«Если», 2011 № 04
Шрифт:
Стократ знал, куда идти. Шмель следовал за ним, как жеребенок на привязи. Огромный дом глухо шумел, будто ветер в печных трубах, в этот шум вплетались всхлипы и тонкие завывания. В переднем покое обнаружился Плюшка: он стоял на коленях и рыдал, не утирая слез и соплей, скорчившись, почти касаясь лбом блестящего деревянного пола, но это были пока еще слезы не горя, а страха.
— И тебя, — запричитал он, увидев Шмеля, — и тебя тоже… всех нас потравят…
И завыл; Шмелю показалось, что Плюшка играет, как всегда, изображая
Он замедлил шаги, понимая, что нужно сказать, сказать хоть что-нибудь осиротевшему Плюшке, но Стократ положил ему руку на плечо, тяжелую и твердую, не допускающую возражений, и провел вперед, к закрытой резной двери. Легко стукнул костяшками пальцев — прямо в лоб изображенного на двери воина, толкнул дверь и вошел. Князь стоял у окна и смотрел немного раздраженно, как будто ждал Шмеля и Стократа, давно ждал и тяготился их опозданием.
— Торопились, — сказал Стократ с порога, будто приветствие. — Наслышаны.
Князь посмотрел на Шмеля. Потом снова на Стократа и опять на Шмеля, будто что-то решая.
— Выйди, — тихо сказал Стократ. — На минуту.
Шмель вернулся за дверь с вырезанным на ней воином. Плотно закрыл за собой тяжелую створку. Плюшка стоял, не поднимаясь с колен, глядя на него снизу вверх совершенно сухими, трезвыми глазами.
— Он только губы помочил и сразу почернел весь, как в огне. И упал. Ни слова не вымолвил! Черный как головешка! Зубы оскалил! Я больше никогда, никогда в жизни не возьму… ничего от лесовиков, никакой их посылки! Пусть меня хоть режут, хоть потрошат — я в рот ни капли не возьму!
— Дырявая лодка далеко не уплывет, — шепотом сказал Шмель.

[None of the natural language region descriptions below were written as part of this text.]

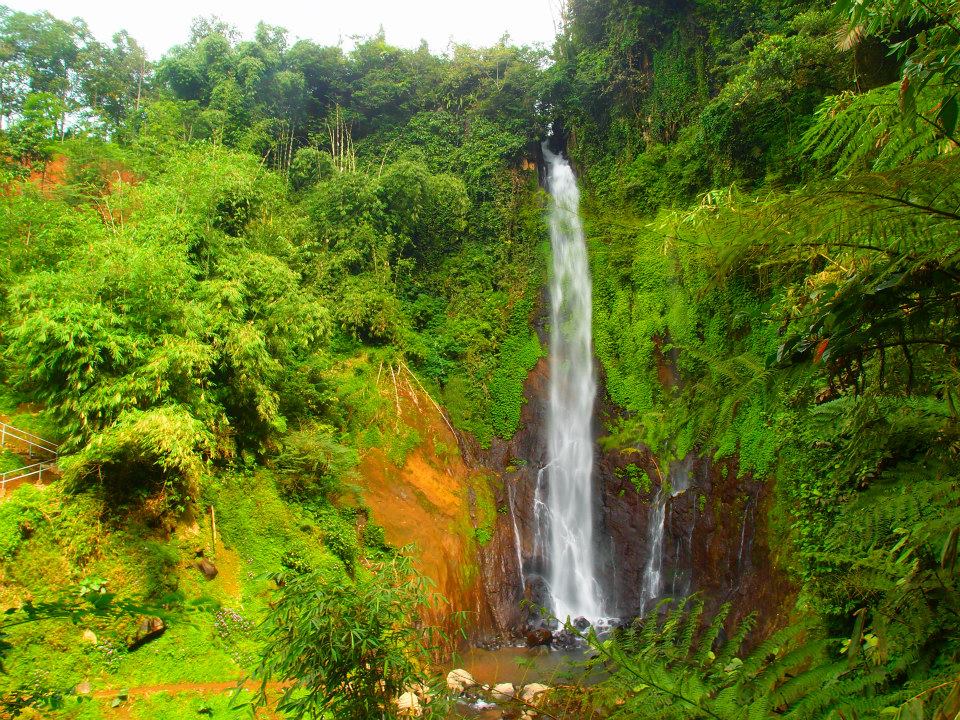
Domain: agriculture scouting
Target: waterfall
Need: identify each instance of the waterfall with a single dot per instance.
(566, 519)
(676, 483)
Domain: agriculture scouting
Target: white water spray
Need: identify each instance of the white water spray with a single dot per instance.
(567, 523)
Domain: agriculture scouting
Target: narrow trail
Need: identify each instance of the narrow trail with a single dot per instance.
(180, 687)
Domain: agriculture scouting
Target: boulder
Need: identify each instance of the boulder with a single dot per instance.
(408, 705)
(208, 569)
(531, 693)
(460, 680)
(540, 636)
(148, 629)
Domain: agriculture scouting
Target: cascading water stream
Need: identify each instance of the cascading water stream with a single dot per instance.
(566, 519)
(677, 482)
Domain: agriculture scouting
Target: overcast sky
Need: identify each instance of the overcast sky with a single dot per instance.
(159, 25)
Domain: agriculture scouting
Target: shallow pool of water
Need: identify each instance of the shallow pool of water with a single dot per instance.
(518, 665)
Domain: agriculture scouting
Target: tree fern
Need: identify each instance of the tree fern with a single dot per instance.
(868, 131)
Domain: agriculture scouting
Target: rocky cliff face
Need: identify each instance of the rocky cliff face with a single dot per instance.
(714, 543)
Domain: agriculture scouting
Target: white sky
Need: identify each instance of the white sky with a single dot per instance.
(158, 25)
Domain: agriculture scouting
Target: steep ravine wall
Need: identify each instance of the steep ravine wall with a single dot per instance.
(715, 539)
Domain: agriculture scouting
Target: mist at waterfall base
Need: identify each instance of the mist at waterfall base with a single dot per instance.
(564, 499)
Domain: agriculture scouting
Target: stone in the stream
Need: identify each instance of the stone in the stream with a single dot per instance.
(208, 569)
(540, 636)
(531, 693)
(148, 629)
(460, 680)
(408, 705)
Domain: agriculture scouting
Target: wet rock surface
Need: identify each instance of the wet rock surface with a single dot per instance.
(714, 532)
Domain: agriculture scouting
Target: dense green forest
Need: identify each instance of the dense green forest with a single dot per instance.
(222, 269)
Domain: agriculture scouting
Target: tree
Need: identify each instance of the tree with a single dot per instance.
(346, 649)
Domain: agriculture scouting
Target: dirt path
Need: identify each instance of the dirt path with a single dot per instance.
(176, 688)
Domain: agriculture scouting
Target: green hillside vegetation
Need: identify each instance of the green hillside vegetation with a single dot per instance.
(208, 262)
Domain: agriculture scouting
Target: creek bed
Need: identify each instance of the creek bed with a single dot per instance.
(519, 666)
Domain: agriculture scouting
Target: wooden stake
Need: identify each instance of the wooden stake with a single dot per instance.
(213, 532)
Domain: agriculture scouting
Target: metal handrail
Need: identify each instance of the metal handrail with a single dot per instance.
(25, 472)
(29, 439)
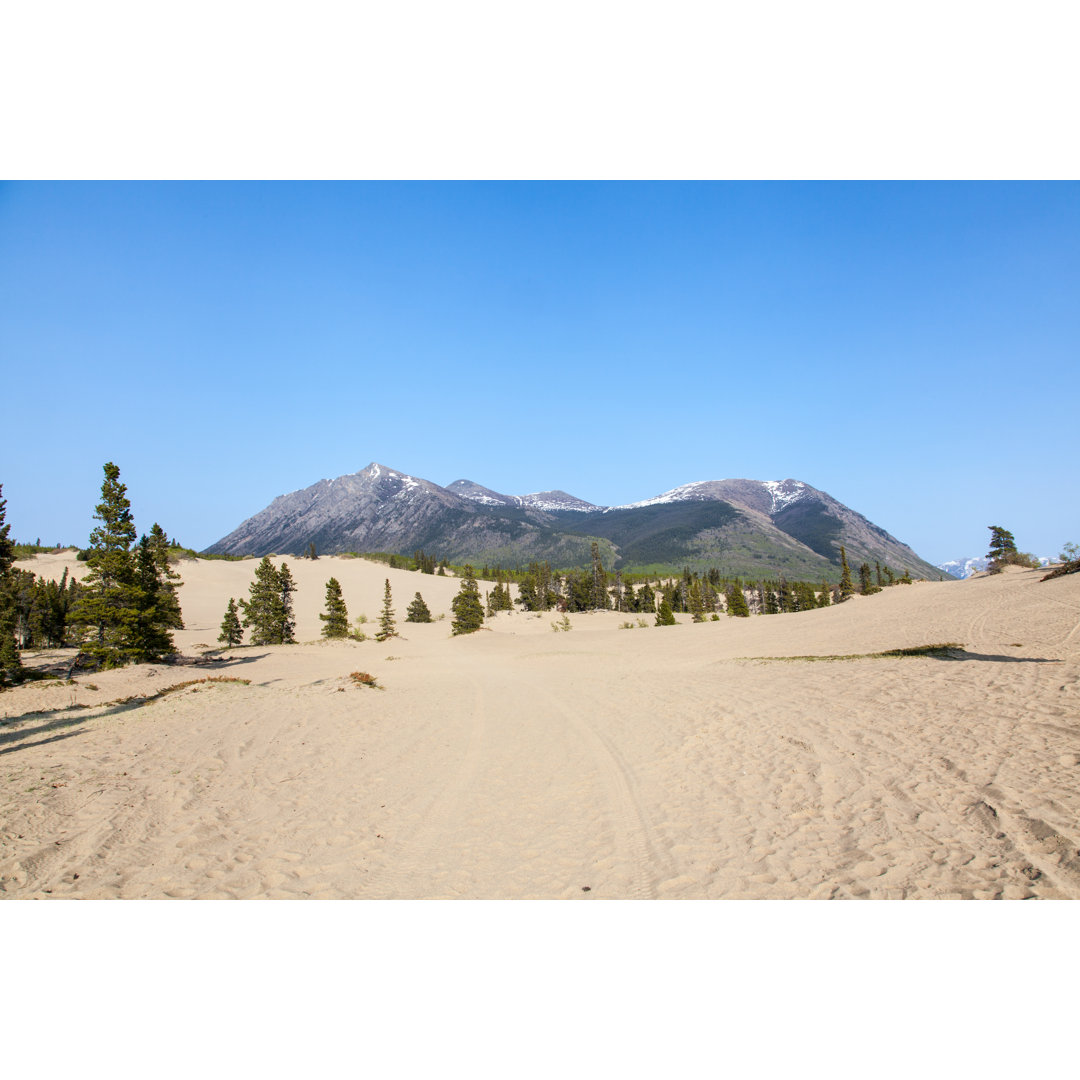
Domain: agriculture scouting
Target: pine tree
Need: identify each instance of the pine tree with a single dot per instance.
(336, 617)
(697, 602)
(467, 607)
(169, 604)
(11, 665)
(664, 616)
(737, 602)
(1002, 543)
(262, 607)
(387, 618)
(286, 621)
(847, 589)
(232, 633)
(152, 639)
(108, 609)
(417, 611)
(597, 590)
(864, 579)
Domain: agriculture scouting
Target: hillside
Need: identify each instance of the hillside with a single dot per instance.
(752, 528)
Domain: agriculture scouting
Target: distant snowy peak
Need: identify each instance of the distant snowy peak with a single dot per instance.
(968, 567)
(770, 496)
(552, 501)
(785, 493)
(549, 501)
(686, 493)
(963, 567)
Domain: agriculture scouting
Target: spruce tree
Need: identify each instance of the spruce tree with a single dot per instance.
(597, 589)
(847, 589)
(697, 602)
(336, 617)
(387, 618)
(286, 620)
(11, 665)
(262, 607)
(664, 615)
(108, 609)
(169, 604)
(417, 611)
(864, 579)
(232, 633)
(1002, 544)
(737, 602)
(467, 606)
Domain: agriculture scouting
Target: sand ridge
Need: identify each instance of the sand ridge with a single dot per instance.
(658, 763)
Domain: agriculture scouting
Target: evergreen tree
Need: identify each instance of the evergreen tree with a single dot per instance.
(108, 609)
(336, 617)
(646, 599)
(1002, 543)
(387, 618)
(698, 603)
(11, 665)
(737, 602)
(664, 616)
(152, 639)
(262, 607)
(417, 611)
(467, 607)
(232, 633)
(597, 591)
(286, 621)
(864, 579)
(167, 581)
(847, 589)
(1003, 551)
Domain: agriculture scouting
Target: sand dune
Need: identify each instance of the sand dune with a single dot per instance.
(598, 764)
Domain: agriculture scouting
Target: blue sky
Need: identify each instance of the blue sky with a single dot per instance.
(909, 348)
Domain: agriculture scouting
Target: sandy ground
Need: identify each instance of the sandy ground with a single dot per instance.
(603, 763)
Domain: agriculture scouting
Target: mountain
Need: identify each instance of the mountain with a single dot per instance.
(966, 567)
(963, 567)
(753, 528)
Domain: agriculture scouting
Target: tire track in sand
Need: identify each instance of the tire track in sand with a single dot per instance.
(646, 860)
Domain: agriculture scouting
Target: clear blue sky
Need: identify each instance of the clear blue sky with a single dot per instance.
(909, 348)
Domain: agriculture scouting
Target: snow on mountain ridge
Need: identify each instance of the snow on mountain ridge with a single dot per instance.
(682, 494)
(784, 493)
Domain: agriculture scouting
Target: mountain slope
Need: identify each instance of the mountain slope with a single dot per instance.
(754, 528)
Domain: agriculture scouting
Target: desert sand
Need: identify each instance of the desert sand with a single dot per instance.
(653, 763)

— Что? — Плюшка сморщил лицо. — А… так он нам тогда, на испытании, чистую воду дал, обоим. Только ты дурак. А я вспомнил, как он нас учил еще весной: если совсем не можешь прочитать — соври что-нибудь. Мастер вранье раскусит, а простец поверит, так отличишь мастера от простеца… А ты, дурак, забыл. А я вспомнил… Это проба на ум, ты не понял? Хотя толку-то в уме… Гори оно все, ты как хочешь, а я это видел, своими глазами, вот как он только губами коснулся… как лист сгорел, на лету, пока валился — одна головешка осталась…
Шмель слушал его причитания и думал о Сходне — как он рухнул с лошади. Надо было открыть рот и сказать сейчас: твоего отца убили.
Но Шмель промолчал.
— Их было трое, — сказал Стократ, отвечая на незаданный вопрос. — Наживку проглотили раньше, чем я вмешался.
— Наживку, — князь поводил рукой по щеке, потрогал ногтем щетину. Резко обернулся: — Зачем пришел? Доложить? Не верю. За наградой?
Он вытащил из ящика стола и звонко уронил перед Стократом кошелек на кожаном шнурке:
— Твое.
— Спасибо, — Стократ без церемоний спрятал деньги в карман. — Как это было? С языковедом.
Князь размышлял несколько мгновений. Он был человеком решительным и скорым на действие, но только если дело касалось простых и понятных вещей вроде драки.
— Лесовики передали послание. Не в срок, но такое случается нередко. Иногда они меняют планы вырубки: если, например, засуха, или, наоборот, наводнение, или если им просто в голову взбрело.
— То есть зажгли огонь в маяке, дозорные увидели и пришли за кувшином?
— Именно так. Огонь горит — дозорный приходит и берет напиток. Бегом приносит мне, я вызываю мастера. Дело было после полудня, ближе к вечеру.
— До заката? — быстро спросил Стократ.
— Далеко до заката… А что?
— Да так, — Стократ перевел дыхание. Ему показалось очень важным, что смертельное послание прибыло раньше, чем лесовик-изгнанник погиб от его меча. — Ты говоришь, пришел мастер…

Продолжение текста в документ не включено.